Au cours de cette première guerre, les Banyamulenge ont été appuyés par les troupes rwandaises pour deux raisons principales :

Certains Banyamulenge avaient combattus avec le Front patriotique rwandais, contribuant à sa prise du pouvoir à Kigali en 1994; et

Au lendemain de sa victoire l'APR se trouva entraînée dans une poursuite des combats contre les restes génocidaires de l'armée rwandaise (ex-FAR) et de la milice Interahamwe qui lançaient des attaques à partir du territoire congolais, depuis les provinces du nord et du Sud-Kivu.
 
b) SOUS LE RÉGIME KABILA

On devrait garder à l'esprit que malgré de sérieuses réserves exprimés par les Banyamulenge, Laurent-Désiré Kabila fut placé à la tête de la rébellion par l'Ouganda et le Rwanda. Le groupe n'avait en effet pas oublié les crimes commis contre les Banyamulenge au cours de la rébellion muléliste des années 1960. Une fois au pouvoir en mai 1997, Kabila nomme des officiers rwandais à des postes de commandement stratégique au sein des forces armées congolaises (FAC) : le colonel rwandais James Kabarebe devint le chef d'état-major des FAC (poste qu'il occupe de mai 1997 à juillet 1998). Les officiers banyamulenge qui avaient pourtant joués un rôle clé au cours de la campagne militaire des différents pays de la région contre le régime Mobutu, ne seront pas promus à cause de l'agenda secret du Rwanda en RDC. À l'époque, à cause des positions stratégiques qu'ils détiennenent dans l'appareil militaire congolais, les Rwandais estiment qu'ils leur sera possible de manipuler le régime Kabila pendant longtemps. Le gouvernement Rwandais est pleinement conscient que les Banyamulenge, tant les militaires au sein de l'armée congolaise que les dirigeants politiques du groupe, sont opposés à cette politique de manipulation occulte. Cette opposition au contrôle de fait exercé par le Rwanda sur une partie de l'appareil d'État congolais, explique pourquoi aucun officier banyamulenge ne fut promu au sein des FAC entre le mois de mai 1997 et le mois d'août 1998.

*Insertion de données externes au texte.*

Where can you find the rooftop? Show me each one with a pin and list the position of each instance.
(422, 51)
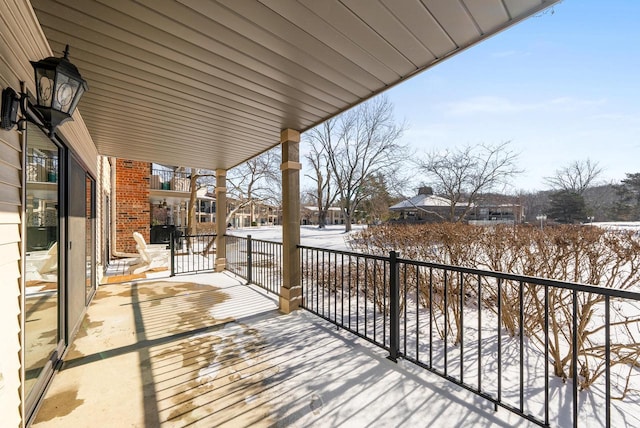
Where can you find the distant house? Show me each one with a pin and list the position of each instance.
(309, 215)
(426, 207)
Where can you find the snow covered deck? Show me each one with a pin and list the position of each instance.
(206, 350)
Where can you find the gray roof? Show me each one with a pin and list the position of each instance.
(424, 201)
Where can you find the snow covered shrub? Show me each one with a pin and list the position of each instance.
(576, 254)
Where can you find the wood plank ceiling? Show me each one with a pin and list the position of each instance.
(210, 83)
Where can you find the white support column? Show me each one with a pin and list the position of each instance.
(290, 291)
(221, 219)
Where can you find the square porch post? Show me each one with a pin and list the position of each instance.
(290, 291)
(221, 219)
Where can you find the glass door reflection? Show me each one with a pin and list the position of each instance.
(42, 310)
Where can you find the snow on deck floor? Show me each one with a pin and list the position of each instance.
(206, 350)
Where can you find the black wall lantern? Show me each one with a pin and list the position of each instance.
(59, 88)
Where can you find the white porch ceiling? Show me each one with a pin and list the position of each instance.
(210, 83)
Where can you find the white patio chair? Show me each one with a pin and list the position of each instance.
(151, 255)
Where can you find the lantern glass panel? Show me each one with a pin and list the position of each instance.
(44, 81)
(66, 89)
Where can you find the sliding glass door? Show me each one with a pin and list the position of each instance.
(43, 338)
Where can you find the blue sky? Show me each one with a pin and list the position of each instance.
(563, 86)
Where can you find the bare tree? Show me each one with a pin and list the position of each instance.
(324, 194)
(255, 181)
(463, 175)
(576, 177)
(363, 141)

En juillet 1998, alors que Laurent-Désiré Kabila, avec l'appui d'alliés au sein de la SADC, auquel le Congo s'est joint peu après la défaite du régime Mobutu, tente de prendre le contrôle total le l'appareil d'État, on assiste à une détérioration rapide des rapports entre le régime congolais et les Rwandais. Les troupes rwandaises se voient finalement signifier un ordre d'expulsion du Congo. Lorsque la deuxième guerre éclatera finalement en août 1998, la principale cible de l'armée congolaise sur l'ensemble du territoire nationale fut (et demeure jusqu'à ce jour) les Banyamulenge (civils et militaires confondus). Kabila et certains de ses ministres, dont Yerodia Ndombase) iront jusqu'à inciter le peuple congolais à tuer tous les Tutsis (Banyamulenge et autres Tutsis). Subséquemment, des milliers de personnes assimilées à un groupe ethnique sur la base de leur facies furent tuées ou emprisonnées. Dans certains cas cela mènera au meurtre de personnes qui n'avaient strictement rien à voir avec les Banyamulenge ou les Tusis (rwandais ou congolais), comme des Peuls et des Djoula d'Afrique de l'ouest ou des Somaliens, dont le seul crime fut d'avoir été présent à Kinshasa au moment de ces événements.
 
3) LE DIFFÉREND ENTRE LES BANYAMULENGE ET LES RWANDAIS SUR LA QUESTION CONGOLAISE
Le premier différend entre les Banyamulenge les Rwandais remonte à décembre 1996 lorsque l'APR, sous prétexte de «raisons de sécurité», planifie le déplacement de l'ensemble de la population banyamulenge du Sud-Kivu vers le Rwanda. Pour certains Banyamulenge ceci équivaut à une «déportation» forcée et sera opposée par de nombreux officiers banyamulenge qui seront arrêtés et emprisonnés au Rwanda pendant 9 mois sans autre forme de procès. Parallèlement, les dirigeants politiques banyamulenge qui s'opposeront à ce plan seront purgés des structures politiques de l'AFDL (entre autres Müller Ruhimbika). Ceux qui sont proches de Kabila seront les seuls qui accepteront d'être manipulés par les Rwandais. À l'heure actuelle, c'est également le cas de ceux qui détiennent des postes au sein du RCD-Goma.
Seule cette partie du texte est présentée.